Department of Biochemistry and Molecular Biology, Center for Systems Genomics, Pennsylvania State University, University Park, Pennsylvania, USA.
BioData Min. 2014 Sep 9;7:20. doi: 10.1186/1756-0381-7-20. eCollection 2014.
Effective cancer clinical outcome prediction for understanding of the mechanism of various types of cancer has been pursued using molecular-based data such as gene expression profiles, an approach that has promise for providing better diagnostics and supporting further therapies. However, clinical outcome prediction based on gene expression profiles varies between independent data sets. Further, single-gene expression outcome prediction is limited for cancer evaluation since genes do not act in isolation, but rather interact with other genes in complex signaling or regulatory networks. In addition, since pathways are more likely to co-operate together, it would be desirable to incorporate expert knowledge to combine pathways in a useful and informative manner.
Thus, we propose a novel approach for identifying knowledge-driven genomic interactions and applying it to discover models associated with cancer clinical phenotypes using grammatical evolution neural networks (GENN). In order to demonstrate the utility of the proposed approach, an ovarian cancer data from the Cancer Genome Atlas (TCGA) was used for predicting clinical stage as a pilot project.

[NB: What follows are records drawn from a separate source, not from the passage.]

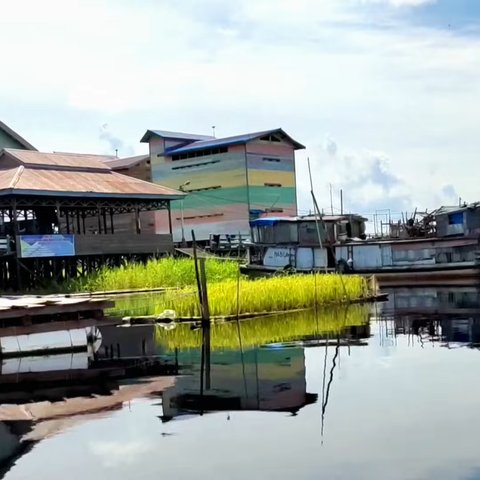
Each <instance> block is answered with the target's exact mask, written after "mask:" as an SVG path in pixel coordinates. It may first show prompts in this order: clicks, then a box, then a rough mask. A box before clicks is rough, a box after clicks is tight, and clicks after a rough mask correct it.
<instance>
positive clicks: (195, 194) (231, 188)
mask: <svg viewBox="0 0 480 480" xmlns="http://www.w3.org/2000/svg"><path fill="white" fill-rule="evenodd" d="M141 141H142V142H144V143H148V145H149V154H148V155H146V156H139V157H132V158H130V159H121V160H116V159H114V160H112V159H110V160H109V161H107V164H108V165H109V166H110V167H111V168H113V169H114V170H115V171H117V172H119V173H123V174H126V175H129V176H133V177H135V178H139V179H142V180H148V181H153V182H155V183H161V184H162V185H166V186H168V187H170V188H174V189H180V190H182V191H183V192H185V193H187V194H188V195H187V197H185V199H184V200H181V201H175V202H173V203H172V229H173V238H174V241H175V242H181V241H182V240H184V241H187V242H188V241H190V240H191V233H190V232H191V230H192V229H193V230H194V231H195V235H196V239H197V240H200V241H209V240H211V239H212V237H213V236H214V235H216V236H218V235H229V236H230V235H231V236H234V235H238V234H240V235H245V236H248V235H249V233H250V229H249V221H250V220H252V219H254V218H258V217H263V216H272V215H274V216H291V215H296V214H297V195H296V182H295V151H296V150H298V149H303V148H305V147H304V146H303V145H301V144H300V143H298V142H297V141H295V140H294V139H293V138H291V137H290V136H289V135H287V133H285V132H284V131H283V130H282V129H281V128H277V129H273V130H267V131H262V132H255V133H249V134H245V135H238V136H234V137H226V138H215V137H212V136H208V135H196V134H189V133H178V132H169V131H164V130H148V131H147V132H146V133H145V135H144V136H143V138H142V140H141ZM152 217H154V219H153V220H151V222H150V223H154V225H155V232H156V233H166V232H168V230H169V222H168V217H167V215H166V214H165V212H156V213H155V214H154V215H152Z"/></svg>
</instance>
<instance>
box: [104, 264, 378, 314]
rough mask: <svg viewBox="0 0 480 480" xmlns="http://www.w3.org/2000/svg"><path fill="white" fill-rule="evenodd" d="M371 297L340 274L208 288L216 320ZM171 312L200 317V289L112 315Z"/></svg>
mask: <svg viewBox="0 0 480 480" xmlns="http://www.w3.org/2000/svg"><path fill="white" fill-rule="evenodd" d="M237 288H238V290H237ZM237 292H238V301H237ZM368 293H369V290H368V285H367V282H366V280H365V279H364V278H363V277H360V276H355V275H349V276H342V275H338V274H315V275H313V274H312V275H290V276H281V277H271V278H262V279H258V280H249V279H245V278H240V279H238V280H236V279H225V280H224V281H222V282H216V283H211V284H209V285H208V300H209V308H210V314H211V315H213V316H222V315H236V314H237V312H238V313H241V314H243V313H253V312H257V313H258V312H277V311H278V312H280V311H286V310H295V309H302V308H310V307H313V306H315V305H325V304H340V303H349V302H351V301H353V300H357V299H360V298H363V297H366V296H367V295H368ZM167 309H169V310H175V312H176V314H177V316H180V317H196V316H199V315H200V307H199V302H198V297H197V293H196V289H195V288H194V287H185V288H182V289H179V290H174V291H173V290H169V291H166V292H164V293H161V294H157V295H151V296H147V297H143V298H140V299H135V298H134V297H133V298H132V297H130V298H127V299H118V300H117V303H116V308H115V310H114V311H113V312H112V313H114V314H117V315H158V314H160V313H161V312H163V311H164V310H167Z"/></svg>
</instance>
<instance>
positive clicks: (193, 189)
mask: <svg viewBox="0 0 480 480" xmlns="http://www.w3.org/2000/svg"><path fill="white" fill-rule="evenodd" d="M219 188H222V186H221V185H214V186H213V187H202V188H191V189H190V190H185V192H188V193H190V192H204V191H206V190H218V189H219Z"/></svg>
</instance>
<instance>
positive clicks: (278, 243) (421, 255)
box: [243, 204, 480, 286]
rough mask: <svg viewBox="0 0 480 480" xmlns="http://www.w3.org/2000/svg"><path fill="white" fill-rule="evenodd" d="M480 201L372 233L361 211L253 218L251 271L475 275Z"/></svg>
mask: <svg viewBox="0 0 480 480" xmlns="http://www.w3.org/2000/svg"><path fill="white" fill-rule="evenodd" d="M479 220H480V204H472V205H469V206H463V207H456V208H449V207H442V208H440V209H438V210H437V211H435V212H432V213H430V214H428V215H425V216H424V217H423V218H422V219H421V220H419V221H415V220H414V219H409V220H408V221H407V222H406V223H405V224H402V225H397V224H394V225H392V226H391V227H392V229H391V232H393V234H391V235H390V236H389V237H382V238H367V236H366V235H365V221H366V219H365V218H363V217H360V216H358V215H348V216H328V215H325V216H322V217H321V218H318V219H317V220H315V219H314V217H291V218H260V219H257V220H254V221H252V222H251V227H252V239H253V246H252V247H251V248H250V252H249V262H248V265H247V266H245V267H243V270H244V271H246V272H249V271H250V272H258V273H262V272H264V273H268V272H275V271H278V270H280V269H286V268H288V269H295V270H297V271H306V272H309V271H312V270H325V269H326V270H331V271H333V270H337V271H344V272H348V271H353V272H356V273H360V274H376V275H377V276H378V279H379V280H380V281H381V282H382V283H383V284H384V285H385V284H392V285H396V286H399V285H408V284H410V283H411V282H412V278H413V274H414V278H415V281H416V282H420V283H426V284H431V283H433V282H445V281H450V280H452V281H458V279H459V278H462V279H465V280H466V281H471V280H472V279H475V278H478V277H479V274H480V269H479V265H480V221H479Z"/></svg>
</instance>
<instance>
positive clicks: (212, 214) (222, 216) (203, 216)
mask: <svg viewBox="0 0 480 480" xmlns="http://www.w3.org/2000/svg"><path fill="white" fill-rule="evenodd" d="M213 217H223V213H208V214H205V215H192V216H190V217H183V220H194V219H196V218H213ZM181 220H182V217H177V221H179V222H180V221H181Z"/></svg>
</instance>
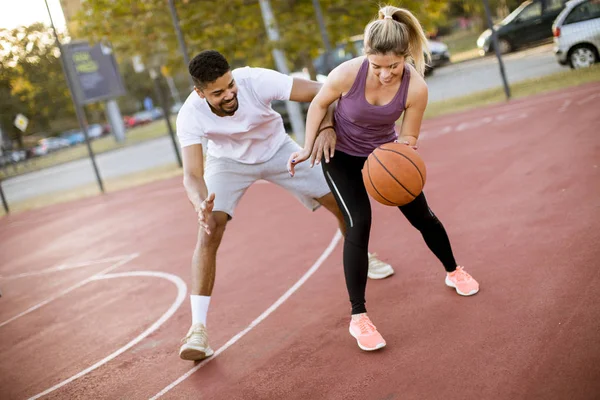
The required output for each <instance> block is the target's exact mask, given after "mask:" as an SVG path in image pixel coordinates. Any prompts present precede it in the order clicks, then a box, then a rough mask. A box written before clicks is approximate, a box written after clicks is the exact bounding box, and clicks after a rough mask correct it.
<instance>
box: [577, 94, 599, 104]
mask: <svg viewBox="0 0 600 400" xmlns="http://www.w3.org/2000/svg"><path fill="white" fill-rule="evenodd" d="M596 97H600V94H598V93H594V94H592V95H590V96H588V97H586V98H585V99H581V100H579V101H578V102H577V104H579V105H580V106H581V105H584V104H585V103H588V102H590V101H592V100H594V99H595V98H596Z"/></svg>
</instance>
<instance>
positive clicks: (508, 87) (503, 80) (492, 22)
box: [483, 0, 510, 100]
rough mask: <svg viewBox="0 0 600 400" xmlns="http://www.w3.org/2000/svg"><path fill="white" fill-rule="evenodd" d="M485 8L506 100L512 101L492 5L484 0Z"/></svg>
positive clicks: (483, 2) (487, 1)
mask: <svg viewBox="0 0 600 400" xmlns="http://www.w3.org/2000/svg"><path fill="white" fill-rule="evenodd" d="M483 7H484V8H485V15H486V17H487V22H488V26H489V27H490V30H491V31H492V43H493V44H494V51H495V52H496V57H497V58H498V65H499V66H500V75H501V76H502V83H503V84H504V94H506V100H509V99H510V87H509V86H508V80H507V78H506V72H505V71H504V62H502V55H501V54H500V48H499V46H498V35H497V34H496V30H495V29H494V23H493V22H492V16H491V13H490V5H489V3H488V0H483Z"/></svg>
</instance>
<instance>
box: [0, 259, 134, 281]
mask: <svg viewBox="0 0 600 400" xmlns="http://www.w3.org/2000/svg"><path fill="white" fill-rule="evenodd" d="M138 255H139V254H137V253H134V254H126V255H122V256H115V257H108V258H101V259H99V260H91V261H81V262H78V263H72V264H69V263H67V264H60V265H57V266H56V267H50V268H46V269H42V270H39V271H32V272H23V273H21V274H16V275H8V276H0V279H18V278H26V277H29V276H36V275H44V274H49V273H51V272H58V271H65V270H69V269H76V268H83V267H89V266H90V265H98V264H104V263H109V262H115V261H117V262H118V261H122V260H124V259H126V258H128V259H131V258H130V257H132V256H135V257H137V256H138Z"/></svg>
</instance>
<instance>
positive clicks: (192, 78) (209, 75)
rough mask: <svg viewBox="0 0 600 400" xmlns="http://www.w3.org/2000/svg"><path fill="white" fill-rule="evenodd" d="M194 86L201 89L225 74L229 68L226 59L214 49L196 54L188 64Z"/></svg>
mask: <svg viewBox="0 0 600 400" xmlns="http://www.w3.org/2000/svg"><path fill="white" fill-rule="evenodd" d="M188 68H189V71H190V75H191V76H192V80H193V81H194V85H196V87H198V88H200V89H203V88H205V87H206V84H208V83H211V82H214V81H216V80H217V79H219V78H220V77H222V76H223V75H225V73H227V71H229V70H230V69H231V68H230V67H229V63H228V62H227V59H226V58H225V57H223V55H222V54H221V53H219V52H218V51H216V50H204V51H202V52H201V53H200V54H198V55H197V56H196V57H194V59H193V60H192V61H190V65H189V66H188Z"/></svg>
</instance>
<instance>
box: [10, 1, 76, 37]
mask: <svg viewBox="0 0 600 400" xmlns="http://www.w3.org/2000/svg"><path fill="white" fill-rule="evenodd" d="M48 5H49V6H50V12H51V13H52V19H53V20H54V24H55V25H56V28H57V29H58V30H63V29H64V27H65V17H64V15H63V13H62V8H61V7H60V1H59V0H48ZM34 22H43V23H45V24H46V25H48V26H50V17H49V16H48V10H47V9H46V4H45V3H44V0H0V28H7V29H13V28H16V27H17V26H22V25H31V24H33V23H34Z"/></svg>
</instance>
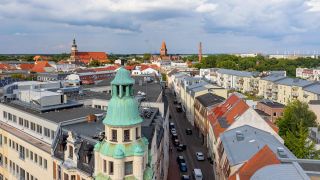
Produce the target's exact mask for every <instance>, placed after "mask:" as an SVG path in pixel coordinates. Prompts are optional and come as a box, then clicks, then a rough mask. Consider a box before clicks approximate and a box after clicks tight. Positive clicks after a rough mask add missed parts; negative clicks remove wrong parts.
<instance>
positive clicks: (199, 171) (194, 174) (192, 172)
mask: <svg viewBox="0 0 320 180" xmlns="http://www.w3.org/2000/svg"><path fill="white" fill-rule="evenodd" d="M192 175H193V177H194V179H195V180H202V179H203V176H202V171H201V169H193V171H192Z"/></svg>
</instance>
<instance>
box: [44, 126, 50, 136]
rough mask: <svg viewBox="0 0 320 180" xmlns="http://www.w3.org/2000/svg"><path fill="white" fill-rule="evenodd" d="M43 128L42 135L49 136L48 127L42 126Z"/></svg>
mask: <svg viewBox="0 0 320 180" xmlns="http://www.w3.org/2000/svg"><path fill="white" fill-rule="evenodd" d="M43 129H44V136H46V137H48V138H50V129H48V128H43Z"/></svg>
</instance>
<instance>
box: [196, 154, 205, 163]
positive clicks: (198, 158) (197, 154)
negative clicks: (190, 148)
mask: <svg viewBox="0 0 320 180" xmlns="http://www.w3.org/2000/svg"><path fill="white" fill-rule="evenodd" d="M196 156H197V160H198V161H204V155H203V153H202V152H196Z"/></svg>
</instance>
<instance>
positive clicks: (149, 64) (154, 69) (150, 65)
mask: <svg viewBox="0 0 320 180" xmlns="http://www.w3.org/2000/svg"><path fill="white" fill-rule="evenodd" d="M148 68H152V69H154V70H158V69H159V67H158V66H157V65H155V64H141V69H140V70H141V71H143V70H145V69H148Z"/></svg>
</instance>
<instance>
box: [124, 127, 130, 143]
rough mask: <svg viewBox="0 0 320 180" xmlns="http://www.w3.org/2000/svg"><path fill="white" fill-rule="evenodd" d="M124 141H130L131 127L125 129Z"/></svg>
mask: <svg viewBox="0 0 320 180" xmlns="http://www.w3.org/2000/svg"><path fill="white" fill-rule="evenodd" d="M123 141H124V142H129V141H130V130H129V129H127V130H124V131H123Z"/></svg>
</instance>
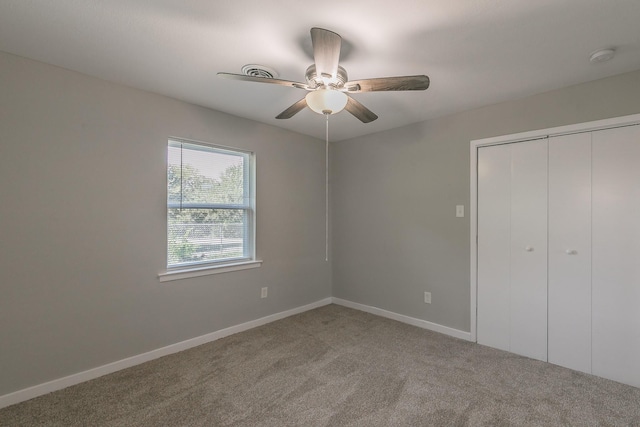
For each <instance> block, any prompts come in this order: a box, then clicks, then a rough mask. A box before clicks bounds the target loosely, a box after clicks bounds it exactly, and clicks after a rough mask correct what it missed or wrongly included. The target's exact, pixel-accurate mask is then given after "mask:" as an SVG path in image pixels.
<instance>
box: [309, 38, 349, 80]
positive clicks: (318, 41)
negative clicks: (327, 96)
mask: <svg viewBox="0 0 640 427" xmlns="http://www.w3.org/2000/svg"><path fill="white" fill-rule="evenodd" d="M311 43H312V44H313V59H314V61H315V63H316V73H317V74H318V76H324V77H328V78H336V76H337V74H338V62H339V61H340V46H341V44H342V37H340V36H339V35H338V34H336V33H334V32H333V31H329V30H325V29H323V28H316V27H314V28H312V29H311Z"/></svg>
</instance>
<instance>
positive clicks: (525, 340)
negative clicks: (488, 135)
mask: <svg viewBox="0 0 640 427" xmlns="http://www.w3.org/2000/svg"><path fill="white" fill-rule="evenodd" d="M547 145H548V144H547V140H546V139H545V140H538V141H528V142H522V143H518V144H512V145H511V251H510V255H511V257H510V264H511V275H510V282H511V304H510V317H511V332H510V336H511V351H512V352H514V353H517V354H521V355H523V356H527V357H531V358H534V359H538V360H547Z"/></svg>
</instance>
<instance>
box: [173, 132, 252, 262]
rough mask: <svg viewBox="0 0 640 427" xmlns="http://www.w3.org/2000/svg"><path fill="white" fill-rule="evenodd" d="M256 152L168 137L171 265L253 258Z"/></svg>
mask: <svg viewBox="0 0 640 427" xmlns="http://www.w3.org/2000/svg"><path fill="white" fill-rule="evenodd" d="M254 200H255V197H254V184H253V155H252V153H249V152H245V151H239V150H234V149H230V148H223V147H216V146H213V145H206V144H202V143H195V142H191V141H181V140H177V139H171V140H169V146H168V153H167V269H168V270H171V269H185V268H193V267H208V266H211V267H216V266H223V265H228V264H231V263H236V262H242V261H251V260H253V259H254V221H255V220H254V217H255V215H254Z"/></svg>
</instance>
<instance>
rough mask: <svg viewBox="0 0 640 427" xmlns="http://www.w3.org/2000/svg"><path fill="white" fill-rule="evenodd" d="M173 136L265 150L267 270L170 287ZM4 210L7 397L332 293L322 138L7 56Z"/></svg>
mask: <svg viewBox="0 0 640 427" xmlns="http://www.w3.org/2000/svg"><path fill="white" fill-rule="evenodd" d="M211 96H214V94H211ZM169 136H177V137H182V138H191V139H196V140H202V141H208V142H211V143H218V144H224V145H229V146H234V147H238V148H243V149H249V150H252V151H254V152H255V153H256V157H257V183H258V184H257V186H258V188H257V190H258V196H257V209H258V223H257V252H258V258H261V259H263V260H264V264H263V266H262V267H261V268H257V269H253V270H246V271H238V272H232V273H226V274H217V275H212V276H205V277H199V278H192V279H186V280H180V281H173V282H166V283H160V282H159V281H158V278H157V274H158V272H159V271H161V270H162V269H163V268H164V267H165V263H166V211H165V209H166V160H165V156H166V146H167V138H168V137H169ZM0 200H1V203H2V206H1V208H0V395H4V394H7V393H9V392H12V391H16V390H20V389H23V388H25V387H28V386H32V385H35V384H40V383H43V382H46V381H49V380H53V379H57V378H60V377H63V376H66V375H70V374H74V373H77V372H81V371H83V370H86V369H90V368H93V367H97V366H101V365H104V364H106V363H109V362H113V361H116V360H120V359H123V358H126V357H129V356H133V355H137V354H140V353H143V352H146V351H150V350H153V349H157V348H160V347H163V346H166V345H170V344H173V343H176V342H179V341H182V340H186V339H189V338H192V337H196V336H200V335H203V334H207V333H210V332H213V331H216V330H220V329H222V328H225V327H228V326H231V325H236V324H239V323H242V322H246V321H249V320H253V319H257V318H260V317H263V316H266V315H269V314H273V313H277V312H280V311H283V310H287V309H290V308H294V307H298V306H301V305H304V304H308V303H311V302H314V301H318V300H320V299H322V298H326V297H328V296H330V293H331V287H330V280H331V277H330V265H329V264H328V263H326V262H325V260H324V254H325V249H324V241H325V239H324V144H323V142H322V141H319V140H316V139H313V138H309V137H306V136H302V135H299V134H295V133H291V132H287V131H284V130H280V129H277V128H274V127H271V126H267V125H263V124H259V123H256V122H252V121H249V120H244V119H240V118H237V117H233V116H229V115H225V114H222V113H219V112H215V111H211V110H208V109H205V108H200V107H196V106H193V105H189V104H186V103H183V102H179V101H176V100H172V99H169V98H166V97H162V96H159V95H154V94H151V93H147V92H143V91H138V90H134V89H131V88H127V87H123V86H120V85H117V84H113V83H108V82H105V81H102V80H98V79H94V78H91V77H87V76H84V75H81V74H77V73H74V72H70V71H66V70H63V69H60V68H56V67H53V66H49V65H44V64H41V63H38V62H34V61H30V60H26V59H23V58H19V57H16V56H13V55H8V54H4V53H0ZM262 286H268V287H269V297H268V298H267V299H260V287H262Z"/></svg>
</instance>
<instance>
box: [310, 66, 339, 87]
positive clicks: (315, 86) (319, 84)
mask: <svg viewBox="0 0 640 427" xmlns="http://www.w3.org/2000/svg"><path fill="white" fill-rule="evenodd" d="M305 77H306V79H307V82H308V83H309V86H311V87H312V88H314V89H315V88H318V87H323V86H324V87H332V88H335V89H341V88H342V87H343V86H344V84H345V83H346V82H347V81H348V80H349V79H348V77H347V70H345V69H344V68H342V67H341V66H339V65H338V71H337V72H336V77H335V78H333V77H332V76H327V75H318V73H317V71H316V65H315V64H311V65H309V67H308V68H307V72H306V73H305Z"/></svg>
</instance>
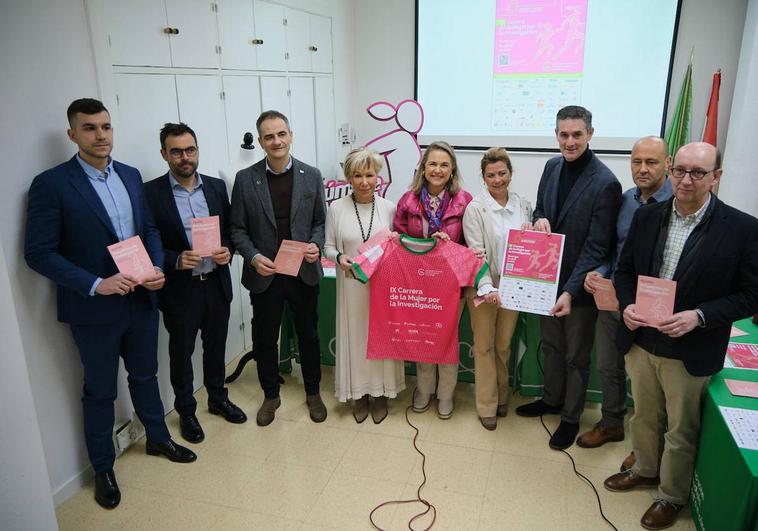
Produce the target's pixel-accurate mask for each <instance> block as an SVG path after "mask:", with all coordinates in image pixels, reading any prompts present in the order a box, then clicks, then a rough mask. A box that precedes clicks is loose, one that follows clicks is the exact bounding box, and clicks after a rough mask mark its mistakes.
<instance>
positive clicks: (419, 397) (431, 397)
mask: <svg viewBox="0 0 758 531" xmlns="http://www.w3.org/2000/svg"><path fill="white" fill-rule="evenodd" d="M431 404H432V395H428V394H425V393H422V392H421V391H419V390H418V389H415V390H414V391H413V411H415V412H416V413H423V412H424V411H426V410H427V409H429V406H430V405H431Z"/></svg>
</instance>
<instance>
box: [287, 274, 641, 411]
mask: <svg viewBox="0 0 758 531" xmlns="http://www.w3.org/2000/svg"><path fill="white" fill-rule="evenodd" d="M318 311H319V314H318V319H319V320H318V333H319V339H320V341H321V363H322V364H323V365H334V363H335V349H336V341H335V337H334V334H335V330H336V318H335V312H336V286H335V279H333V278H324V279H323V280H322V281H321V291H320V294H319V301H318ZM473 343H474V341H473V334H472V332H471V324H470V320H469V315H468V309H467V308H465V309H464V310H463V314H462V315H461V320H460V324H459V327H458V352H459V365H458V381H459V382H468V383H473V382H474V352H473V350H472V348H473V347H472V345H473ZM298 356H299V353H298V347H297V336H296V334H295V325H294V321H293V320H292V315H291V313H290V312H289V310H288V309H287V310H285V316H284V318H283V319H282V329H281V350H280V355H279V359H280V362H279V370H280V371H281V372H283V373H290V372H291V371H292V363H291V360H292V359H295V360H297V359H298ZM543 357H544V355H543V353H542V350H541V341H540V321H539V317H538V316H536V315H532V314H524V313H522V314H520V315H519V320H518V323H517V324H516V330H515V332H514V334H513V341H512V342H511V361H510V379H511V387H513V389H514V390H518V391H519V392H520V393H521V394H522V395H526V396H540V395H542V382H543V377H542V360H543ZM592 360H593V361H592V371H591V372H590V381H589V386H588V388H587V400H590V401H593V402H600V401H601V400H602V391H601V387H600V375H599V374H598V373H597V370H596V366H597V365H596V363H595V351H594V350H593V352H592ZM405 373H406V374H413V375H415V374H416V365H415V363H408V362H406V364H405ZM628 397H629V398H628V399H627V403H628V404H629V405H631V403H632V402H631V391H630V392H629V393H628Z"/></svg>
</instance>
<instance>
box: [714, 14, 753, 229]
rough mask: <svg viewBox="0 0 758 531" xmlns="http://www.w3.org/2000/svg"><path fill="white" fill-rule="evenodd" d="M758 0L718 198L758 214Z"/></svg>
mask: <svg viewBox="0 0 758 531" xmlns="http://www.w3.org/2000/svg"><path fill="white" fill-rule="evenodd" d="M756 94H758V0H750V3H749V5H748V10H747V15H746V17H745V31H744V34H743V38H742V52H741V54H740V65H739V71H738V74H737V83H736V88H735V91H734V103H733V104H732V119H731V120H730V121H729V137H728V138H727V142H726V148H725V150H724V174H723V176H722V177H721V185H720V187H719V197H720V198H721V199H723V200H724V201H726V202H727V203H728V204H730V205H732V206H734V207H736V208H739V209H740V210H742V211H744V212H747V213H748V214H752V215H753V216H758V189H756V168H758V150H756V149H755V147H756V140H755V139H756V137H755V124H756V123H758V98H756Z"/></svg>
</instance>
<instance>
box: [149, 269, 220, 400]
mask: <svg viewBox="0 0 758 531" xmlns="http://www.w3.org/2000/svg"><path fill="white" fill-rule="evenodd" d="M163 324H164V325H165V326H166V330H167V331H168V334H169V340H168V355H169V360H170V367H171V386H172V387H173V388H174V395H176V397H175V398H174V407H175V408H176V412H177V413H179V415H194V414H195V411H196V410H197V401H196V400H195V397H194V396H193V395H192V392H193V391H194V385H193V383H194V375H193V371H192V354H193V353H194V351H195V339H196V338H197V332H198V330H199V331H200V339H201V340H202V345H203V384H204V385H205V388H206V389H207V390H208V403H209V404H217V403H219V402H223V401H224V400H226V399H227V396H228V395H227V390H226V387H224V367H225V363H224V355H225V353H226V333H227V329H228V327H229V301H227V300H226V297H225V296H224V291H223V289H222V287H221V279H220V278H219V276H218V274H216V273H212V274H210V276H209V277H208V278H207V279H206V280H200V278H199V277H193V278H192V280H191V281H190V282H188V283H187V286H186V288H185V290H184V292H183V293H182V297H181V304H177V305H176V306H175V307H173V308H172V309H171V310H166V309H164V311H163Z"/></svg>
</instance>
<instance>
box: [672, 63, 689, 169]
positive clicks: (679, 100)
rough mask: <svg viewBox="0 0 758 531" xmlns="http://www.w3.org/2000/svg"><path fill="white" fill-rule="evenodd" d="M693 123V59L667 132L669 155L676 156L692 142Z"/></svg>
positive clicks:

We identified knowledge-driven genomic interactions associated with cancer stage from single knowledge bases such as sources of pathway-pathway interaction, but also knowledge-driven genomic interactions across different sets of knowledge bases such as pathway-protein family interactions by integrating different types of information. Notably, an integration model from different sources of biological knowledge achieved 78.82% balanced accuracy and outperformed the top models with gene expression or single knowledge-based data types alone. Furthermore, the results from the models are more interpretable because they are framed in the context of specific biological pathways or other expert knowledge.
The success of the pilot study we have presented herein will allow us to pursue further identification of models predictive of clinical cancer survival and recurrence. Understanding the underlying tumorigenesis and progression in ovarian cancer through the global view of interactions within/between different biological knowledge sources has the potential for providing more effective screening strategies and therapeutic targets for many types of cancer.
为了了解各种类型癌症的机制,人们一直在使用基于分子的数据(如基因表达谱)来进行有效的癌症临床结果预测,这种方法有望提供更好的诊断并支持进一步的治疗。然而,基于基因表达谱的临床结果预测在独立数据集之间存在差异。此外,由于基因不是孤立作用,而是在复杂的信号或调节网络中与其他基因相互作用,因此单基因表达结果预测对于癌症评估是有限的。此外,由于通路更有可能协同作用,因此最好结合专家知识以有用且有信息的方式组合通路。
因此,我们提出了一种新的方法来识别知识驱动的基因组相互作用,并应用于使用语法进化神经网络 (GENN) 发现与癌症临床表型相关的模型。为了证明所提出方法的实用性,我们使用癌症基因组图谱 (TCGA) 中的卵巢癌数据作为试点项目来预测临床阶段。
我们从单个知识库(如通路-通路相互作用的来源)中识别出与癌症阶段相关的知识驱动的基因组相互作用,也从不同知识库(如通路-蛋白家族相互作用)中识别出知识驱动的基因组相互作用通过整合不同类型的信息。值得注意的是,来自不同生物知识源的集成模型实现了 78.82%的平衡准确率,并优于仅使用基因表达或单一知识基础数据类型的顶级模型。此外,由于模型的结果是在特定的生物途径或其他专家知识的背景下提出的,因此它们更具可解释性。
我们在此提出的试点研究的成功将使我们能够进一步确定预测癌症临床生存和复发的模型。通过不同生物知识源内部/之间相互作用的全局视图来理解卵巢癌的肿瘤发生和进展,有可能为许多类型的癌症提供更有效的筛查策略和治疗靶点。